When Tunku Abdul Rahman Putra Alhaj, our first Prime Minister, proclaimed the independence of our country, he said that we “shall be for ever a sovereign democratic and independent State founded upon the principles of liberty and justice”.
The spirit of liberty is also present in our Rukun Negara, which states that Malaysia guarantees “a liberal approach towards her rich and varied cultural traditions”.
Similarly, liberalism exists in Vision 2020 too. The aspiration is that by the year 2020, Malaysia will be a society that is democratic, liberal and tolerant.
Thus, since the time of Tunku Abdul Rahman, liberalism has always been an important value for this nation. Liberalism is the founding principle of our country and it will remain our guiding principle forever.
When my colleagues and I launched the Institute for Democracy and Economic Affairs (IDEAS), we chose 8 February 2010 because that was also the birth date of Tunku Abdul Rahman. IDEAS was set up with the purpose of reviving the values of vision of Tunku Abdul Rahman, to ensure that Malaysia continues to be built on the priciples of “liberty and justice”.
Unfortunately many people today misunderstand the meaning of liberalism. The word ‘liberal’ is often abused by people who do not know what it actually means.
The classical liberal school of thinking is a broad umbrella, but its core thrust is the belief in liberty. In most parts of the world, the philosophy is called classical liberalism. But in the USA, it is more commonly called libertarianism.
Classical liberalism or libertarianism is not new. The most basic belief can be traced back to the Jewish and Greek idea of a “higher law”, by which everyone, including those in power, can be judged. Those in power are not the ultimate source of authority. They too are subject to the law.
Libertarianism is therefore not a call for total lack of rules and laws, but a call for everyone to be subject to the same rules and laws, with no one above the law. This is the best safeguard that we have against dictatorship and totalitarianism. The opposite – the rule of men – gives power to the ruling elite to dictate how others should live their lives. This is closer to communism and fascism.
The rule of law calls for equality between the ruled and the ruler in the eyes of the law. Since rulers usually hold the key to coercive power – such as the ability to legislate, and control of the armed forces and the police – it is very important that their powers are limited. Otherwise, if the rulers have unlimited powers to legislate and dictate, the state will descend into the rule of men. This is why another important principle of classical liberalism is the concept of limiting the powers of government.
Government is an institution to which citizens delegate authority to rule. This delegation gives government its power. But the government is such a powerful institution that it can become dangerous, subverting the very people who bestowed upon it the authority to rule. To prevent coercion, government powers must be limited, usually through a written constitution that both enumerates and limits executive power with checks and balances.
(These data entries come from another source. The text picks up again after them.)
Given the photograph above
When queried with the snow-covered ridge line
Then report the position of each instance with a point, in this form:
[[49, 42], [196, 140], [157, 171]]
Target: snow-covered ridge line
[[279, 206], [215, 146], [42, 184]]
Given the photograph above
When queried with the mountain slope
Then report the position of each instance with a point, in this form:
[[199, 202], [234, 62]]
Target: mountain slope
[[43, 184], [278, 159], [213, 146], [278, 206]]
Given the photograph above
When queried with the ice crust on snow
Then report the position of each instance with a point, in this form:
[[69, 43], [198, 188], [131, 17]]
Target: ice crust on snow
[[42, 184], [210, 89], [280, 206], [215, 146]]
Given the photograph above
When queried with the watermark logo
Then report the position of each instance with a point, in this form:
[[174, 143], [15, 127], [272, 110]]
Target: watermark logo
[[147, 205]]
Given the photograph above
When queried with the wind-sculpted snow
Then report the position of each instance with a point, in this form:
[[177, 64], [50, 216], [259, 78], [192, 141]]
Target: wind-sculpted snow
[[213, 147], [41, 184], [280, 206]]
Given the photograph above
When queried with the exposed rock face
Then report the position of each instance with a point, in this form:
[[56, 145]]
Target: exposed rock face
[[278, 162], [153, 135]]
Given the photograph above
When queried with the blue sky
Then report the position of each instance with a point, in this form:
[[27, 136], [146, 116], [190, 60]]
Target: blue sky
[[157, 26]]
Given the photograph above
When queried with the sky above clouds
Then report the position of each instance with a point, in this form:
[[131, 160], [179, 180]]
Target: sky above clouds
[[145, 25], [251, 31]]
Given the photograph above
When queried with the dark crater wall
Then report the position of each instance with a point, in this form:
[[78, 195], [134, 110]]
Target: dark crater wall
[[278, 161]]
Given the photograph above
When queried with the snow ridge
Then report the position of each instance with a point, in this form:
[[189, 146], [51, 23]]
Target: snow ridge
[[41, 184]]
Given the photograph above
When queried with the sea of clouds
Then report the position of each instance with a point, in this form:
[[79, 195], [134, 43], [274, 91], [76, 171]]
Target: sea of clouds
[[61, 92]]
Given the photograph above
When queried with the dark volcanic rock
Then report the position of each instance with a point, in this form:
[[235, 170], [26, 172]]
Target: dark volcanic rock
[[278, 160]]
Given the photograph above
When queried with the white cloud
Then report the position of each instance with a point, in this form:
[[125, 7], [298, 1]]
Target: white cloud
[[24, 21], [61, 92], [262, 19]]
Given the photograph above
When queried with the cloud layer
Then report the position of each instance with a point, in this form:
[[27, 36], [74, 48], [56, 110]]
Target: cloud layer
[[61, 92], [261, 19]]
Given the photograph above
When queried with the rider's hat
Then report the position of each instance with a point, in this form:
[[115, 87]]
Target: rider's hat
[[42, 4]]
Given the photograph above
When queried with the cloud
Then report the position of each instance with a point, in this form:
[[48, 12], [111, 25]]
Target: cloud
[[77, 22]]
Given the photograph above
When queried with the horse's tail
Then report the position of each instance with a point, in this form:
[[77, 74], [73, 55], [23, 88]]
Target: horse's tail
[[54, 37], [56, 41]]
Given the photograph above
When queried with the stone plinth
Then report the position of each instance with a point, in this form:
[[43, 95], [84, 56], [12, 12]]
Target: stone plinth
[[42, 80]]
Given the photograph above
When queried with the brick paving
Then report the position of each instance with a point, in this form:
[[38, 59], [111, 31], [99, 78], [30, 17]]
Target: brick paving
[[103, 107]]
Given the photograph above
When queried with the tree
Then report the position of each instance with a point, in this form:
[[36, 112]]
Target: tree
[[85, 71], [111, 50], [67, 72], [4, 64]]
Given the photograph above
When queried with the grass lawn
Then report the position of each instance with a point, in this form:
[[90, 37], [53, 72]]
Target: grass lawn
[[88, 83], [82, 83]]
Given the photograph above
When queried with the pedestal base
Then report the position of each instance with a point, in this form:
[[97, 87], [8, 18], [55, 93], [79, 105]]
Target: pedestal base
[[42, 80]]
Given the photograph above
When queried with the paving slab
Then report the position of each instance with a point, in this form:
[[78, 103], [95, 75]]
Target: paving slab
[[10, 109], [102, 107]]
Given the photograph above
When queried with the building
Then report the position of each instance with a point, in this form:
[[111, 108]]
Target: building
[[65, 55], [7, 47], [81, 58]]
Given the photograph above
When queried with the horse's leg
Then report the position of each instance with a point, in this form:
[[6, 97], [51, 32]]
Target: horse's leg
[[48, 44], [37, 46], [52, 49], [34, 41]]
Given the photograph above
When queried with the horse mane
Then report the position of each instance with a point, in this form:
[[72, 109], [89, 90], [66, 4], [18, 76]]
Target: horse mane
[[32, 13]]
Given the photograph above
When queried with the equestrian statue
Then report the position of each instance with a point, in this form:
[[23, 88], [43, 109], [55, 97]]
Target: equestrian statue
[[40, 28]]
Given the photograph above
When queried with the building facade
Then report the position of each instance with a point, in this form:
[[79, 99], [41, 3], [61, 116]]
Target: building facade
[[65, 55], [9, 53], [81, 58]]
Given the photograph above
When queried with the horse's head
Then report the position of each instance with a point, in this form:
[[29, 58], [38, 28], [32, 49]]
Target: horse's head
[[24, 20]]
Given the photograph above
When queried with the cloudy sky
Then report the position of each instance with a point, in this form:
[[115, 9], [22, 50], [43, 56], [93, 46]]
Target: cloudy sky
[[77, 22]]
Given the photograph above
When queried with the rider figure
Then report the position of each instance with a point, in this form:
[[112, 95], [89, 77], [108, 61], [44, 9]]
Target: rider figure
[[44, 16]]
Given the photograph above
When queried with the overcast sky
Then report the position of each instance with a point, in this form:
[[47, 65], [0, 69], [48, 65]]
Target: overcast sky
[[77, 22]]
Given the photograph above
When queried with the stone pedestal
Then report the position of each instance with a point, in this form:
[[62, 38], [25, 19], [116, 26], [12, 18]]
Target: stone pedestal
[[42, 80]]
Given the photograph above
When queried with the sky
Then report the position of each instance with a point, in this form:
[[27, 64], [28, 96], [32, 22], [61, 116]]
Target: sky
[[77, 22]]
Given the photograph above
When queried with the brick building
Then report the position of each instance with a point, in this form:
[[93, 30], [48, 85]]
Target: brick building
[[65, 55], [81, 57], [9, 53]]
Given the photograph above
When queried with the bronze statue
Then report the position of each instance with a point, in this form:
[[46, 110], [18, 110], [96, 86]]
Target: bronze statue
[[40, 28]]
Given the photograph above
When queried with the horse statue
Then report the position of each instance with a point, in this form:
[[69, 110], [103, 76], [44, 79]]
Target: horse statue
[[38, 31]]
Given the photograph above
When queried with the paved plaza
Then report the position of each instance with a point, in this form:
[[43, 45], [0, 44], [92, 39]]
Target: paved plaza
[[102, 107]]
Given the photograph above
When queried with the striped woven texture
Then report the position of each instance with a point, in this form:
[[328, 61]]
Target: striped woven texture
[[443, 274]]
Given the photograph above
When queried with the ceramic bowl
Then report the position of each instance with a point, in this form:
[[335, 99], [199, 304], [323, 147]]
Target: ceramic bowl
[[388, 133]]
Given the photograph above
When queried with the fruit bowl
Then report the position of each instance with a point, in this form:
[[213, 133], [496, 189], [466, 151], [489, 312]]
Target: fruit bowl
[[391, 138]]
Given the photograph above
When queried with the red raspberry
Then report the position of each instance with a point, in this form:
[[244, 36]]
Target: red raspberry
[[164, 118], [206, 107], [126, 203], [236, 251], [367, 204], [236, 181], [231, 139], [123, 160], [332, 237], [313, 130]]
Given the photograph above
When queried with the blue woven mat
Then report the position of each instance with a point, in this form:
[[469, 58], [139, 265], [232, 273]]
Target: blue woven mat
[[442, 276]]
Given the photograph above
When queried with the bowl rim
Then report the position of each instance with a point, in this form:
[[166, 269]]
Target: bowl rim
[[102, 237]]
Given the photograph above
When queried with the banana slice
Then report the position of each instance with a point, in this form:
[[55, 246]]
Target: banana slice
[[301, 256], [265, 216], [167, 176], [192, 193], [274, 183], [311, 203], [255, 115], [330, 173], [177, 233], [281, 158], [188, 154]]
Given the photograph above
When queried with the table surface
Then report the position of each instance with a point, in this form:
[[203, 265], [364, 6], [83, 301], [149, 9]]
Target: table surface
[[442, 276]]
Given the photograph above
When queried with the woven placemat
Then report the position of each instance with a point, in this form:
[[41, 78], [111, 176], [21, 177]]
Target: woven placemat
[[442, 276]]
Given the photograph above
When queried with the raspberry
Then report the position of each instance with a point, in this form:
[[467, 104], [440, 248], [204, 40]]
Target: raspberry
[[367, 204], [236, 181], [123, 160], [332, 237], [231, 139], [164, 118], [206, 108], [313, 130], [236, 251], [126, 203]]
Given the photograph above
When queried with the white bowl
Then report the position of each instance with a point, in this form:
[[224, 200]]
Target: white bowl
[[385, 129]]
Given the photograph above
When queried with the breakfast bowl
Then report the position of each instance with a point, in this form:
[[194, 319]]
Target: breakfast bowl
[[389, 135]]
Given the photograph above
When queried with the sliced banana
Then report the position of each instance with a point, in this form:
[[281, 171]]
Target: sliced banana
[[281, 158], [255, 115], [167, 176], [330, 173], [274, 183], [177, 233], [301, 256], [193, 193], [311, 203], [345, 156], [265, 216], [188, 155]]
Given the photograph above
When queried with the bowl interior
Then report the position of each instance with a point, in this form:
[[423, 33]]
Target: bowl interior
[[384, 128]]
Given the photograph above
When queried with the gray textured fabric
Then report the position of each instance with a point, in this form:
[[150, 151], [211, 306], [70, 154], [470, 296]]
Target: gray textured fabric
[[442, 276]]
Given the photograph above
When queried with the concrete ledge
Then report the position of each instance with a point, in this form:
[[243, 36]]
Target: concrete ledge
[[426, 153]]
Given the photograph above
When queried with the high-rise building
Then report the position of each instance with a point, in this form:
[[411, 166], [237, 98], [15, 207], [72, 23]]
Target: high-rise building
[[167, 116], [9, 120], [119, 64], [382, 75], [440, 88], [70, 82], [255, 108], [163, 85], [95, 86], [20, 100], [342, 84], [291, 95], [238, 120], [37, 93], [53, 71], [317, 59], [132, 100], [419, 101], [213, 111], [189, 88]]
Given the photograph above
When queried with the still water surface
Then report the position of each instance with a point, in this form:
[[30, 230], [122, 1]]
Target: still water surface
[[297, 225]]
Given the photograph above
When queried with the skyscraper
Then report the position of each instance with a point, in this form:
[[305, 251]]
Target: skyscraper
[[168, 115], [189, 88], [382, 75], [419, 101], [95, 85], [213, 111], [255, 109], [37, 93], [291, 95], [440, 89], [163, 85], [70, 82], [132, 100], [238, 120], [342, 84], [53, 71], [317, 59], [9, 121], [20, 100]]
The constitution acts as the rulebook outlining the limits of government powers.
The concept of limited government implies that individuals are free to choose how they live their lives as long as they do no harm to others. Libertarians see the individual as the most basic unit of society. Society or ‘the collective’, is in reality a collection of individuals pursuing different purposes. Just as individuals are free to associate themselves with a group or a cause, they must also be free to dissociate themselves from it. They cannot be forced to remain within a collective, nor can they be forced to abide by the collective will.
Each individual must respect the dignity of other individuals regardless of race, religion or gender. This means respecting differences between people and not trying to impose uniformity. It also implies that individuals have both rights and responsibilities, such as the right to be respected by others, and the responsibility to respect others. But – perhaps most importantly – the concept of individual freedom demands that the government must not encroach into what is private to the individuals, as long as they are not harming others.
On the economic front, it is well known that libertarians support free markets. But the reason for this support is often misunderstood. Some even accuse supporters of the free markets of supporting inequality between the haves and the have-nots. This misses the point.
Libertarians support the free market as the only system that respects human dignity. Denying people choice, including in the economic system, is a denial of human dignity and their ability to self-determination.
Some, especially those in the Left, would argue that the government must ensure ‘equality’ in society. They are wrong both morally and pragmatically. Experience shows that government intervention almost always results in more inequality and at the same time immoral. Just look at the policy of race-based affirmative action. It is immoral because it classifies citizens into different classes based on their birth, and it has not worked anyway.
So in short being a libertarian to me is about respecting the rule of law, limiting the claws of government, freeing individuals from servitude to another human being, and bringing back the market economy. These were the values propagated by Tunku Abdul Rahman for our country. These are the values that we must champion today.